In dem Gutachten sollte auch stehen, dass entweder schon eine seelische Behinderung eingetreten ist oder ein soziales Integrationsrisiko besteht. Eigentlich muss das Jugendamt die (drohende) Teilhabebeeinträchtigung zwar selbst ermitteln und im Gutachten muss nur stehen, welche Diagnosen das Kind hat bzw. nicht hat. Aber in der Praxis wird die Leistung viel eher bewilligt, wenn schon im Gutachten etwas dazu steht.

Für Familien mit geringem Einkommen kann auch eine finanzielle Förderung durch Leistungen für Teilhabe und Bildung in Frage kommen. Weitere Informationen zu Voraussetzungen, Leistungen und Antrag unter Teilhabe- und Bildungspaket.

6. Schulbegleitung

Wird die Schule dem erhöhten Betreuungsbedarf des Schülers nicht gerecht, kann unter Umständen Schulbegleitung über die Eingliederungshilfe für Kinder und Jugendliche mit seelischen Behinderungen genehmigt werden. Bei ADHS kann diese vor allem motivieren, das Sozialverhalten stärken und die Teilnahmefähigkeit am Unterricht fördern. Näheres unter Schulbegleitung.

Viele Jugendämter vertreten den Standpunkt, neben ADHS sei mindestens eine weitere Diagnose nötig, um Schulbegleitung bewilligen zu können. Es sei neben der Diagnose ADHS auch eine sog. sekundäre Neurotisierung erforderlich, das heißt seelische Probleme durch ADHS, Näheres unter Eingliederungshilfe für Kinder und Jugendliche mit seelischen Behinderungen.

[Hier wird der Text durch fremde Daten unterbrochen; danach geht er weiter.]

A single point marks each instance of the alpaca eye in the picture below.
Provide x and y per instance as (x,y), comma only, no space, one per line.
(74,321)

Am einfachsten ist es deshalb, Schulbegleitung bei ADHS zu bekommen, wenn weitere seelische Störungen diagnostiziert wurden wie z.B. Angststörungen, Anpassungsstörungen oder Depressionen.

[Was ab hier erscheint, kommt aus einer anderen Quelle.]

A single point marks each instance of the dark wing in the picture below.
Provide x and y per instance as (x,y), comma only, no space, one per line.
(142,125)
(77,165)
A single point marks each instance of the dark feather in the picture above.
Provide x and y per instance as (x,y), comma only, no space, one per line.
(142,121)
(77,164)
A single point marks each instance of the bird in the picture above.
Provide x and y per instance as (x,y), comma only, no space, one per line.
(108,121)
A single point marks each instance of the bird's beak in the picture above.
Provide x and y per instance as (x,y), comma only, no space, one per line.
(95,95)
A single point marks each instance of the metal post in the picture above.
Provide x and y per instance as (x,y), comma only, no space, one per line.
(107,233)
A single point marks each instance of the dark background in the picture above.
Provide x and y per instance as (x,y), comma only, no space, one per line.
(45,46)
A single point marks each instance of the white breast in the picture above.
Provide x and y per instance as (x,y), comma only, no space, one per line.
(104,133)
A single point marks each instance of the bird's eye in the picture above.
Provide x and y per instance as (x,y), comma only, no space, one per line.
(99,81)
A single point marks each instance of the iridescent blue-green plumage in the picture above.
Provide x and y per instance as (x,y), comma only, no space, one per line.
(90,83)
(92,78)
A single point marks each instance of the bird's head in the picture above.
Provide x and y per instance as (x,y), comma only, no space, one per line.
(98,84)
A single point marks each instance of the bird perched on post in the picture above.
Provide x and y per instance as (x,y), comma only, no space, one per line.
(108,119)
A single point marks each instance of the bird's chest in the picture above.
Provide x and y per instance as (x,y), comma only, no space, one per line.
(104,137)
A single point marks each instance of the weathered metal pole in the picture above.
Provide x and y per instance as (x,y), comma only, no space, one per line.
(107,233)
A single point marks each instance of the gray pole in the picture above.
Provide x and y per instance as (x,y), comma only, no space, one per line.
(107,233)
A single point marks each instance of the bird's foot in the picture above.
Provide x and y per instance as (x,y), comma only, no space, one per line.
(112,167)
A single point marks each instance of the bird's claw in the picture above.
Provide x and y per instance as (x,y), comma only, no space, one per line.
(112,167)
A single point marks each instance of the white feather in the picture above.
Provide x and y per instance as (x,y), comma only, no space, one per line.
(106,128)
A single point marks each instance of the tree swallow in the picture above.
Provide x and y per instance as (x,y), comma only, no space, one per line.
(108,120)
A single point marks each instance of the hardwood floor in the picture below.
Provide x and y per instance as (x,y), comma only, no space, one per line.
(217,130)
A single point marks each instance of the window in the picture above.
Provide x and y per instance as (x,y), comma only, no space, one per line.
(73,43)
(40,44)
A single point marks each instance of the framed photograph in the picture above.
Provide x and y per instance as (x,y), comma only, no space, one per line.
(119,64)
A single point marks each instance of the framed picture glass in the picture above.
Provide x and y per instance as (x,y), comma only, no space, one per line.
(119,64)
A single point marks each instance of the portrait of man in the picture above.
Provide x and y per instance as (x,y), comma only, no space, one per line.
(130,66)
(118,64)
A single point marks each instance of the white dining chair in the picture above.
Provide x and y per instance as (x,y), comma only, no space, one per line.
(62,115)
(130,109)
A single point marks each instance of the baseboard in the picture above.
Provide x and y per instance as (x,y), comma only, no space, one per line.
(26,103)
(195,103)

Gibt es keine weitere Diagnose, sollten es betroffene Familien mit folgender Argumentation versuchen:

  • ADHS ist eine Abweichung der seelischen Gesundheit vom altersentsprechenden Zustand und erfüllt daher die erste Voraussetzung für die Bewilligung der Eingliederungshilfe für Kinder und Jugendliche mit seelischen Behinderungen. Denn aus medizinischer Sicht ist ADHS eindeutig eine seelische Störung. Ein Leidensdruck und seelische Probleme sind Voraussetzungen für eine ADHS-Diagnose, Näheres unter ADHS > Ursachen und Diagnose.
  • Wenn auch die zweite Voraussetzung vorliegt, nämlich die Teilhabe beeinträchtigt ist, oder eine Teilhabebeeinträchtigung droht, besteht automatisch ein Anspruch auf alle notwendigen und geeigneten Leistungen der Eingliederungshilfe.

7. Praxistipps

8. Wer hilft weiter?

Ansprechstellen in den Schulen können für Lehrer und Eltern der schulpsychologische Dienst oder der Schulsozialdienst sein.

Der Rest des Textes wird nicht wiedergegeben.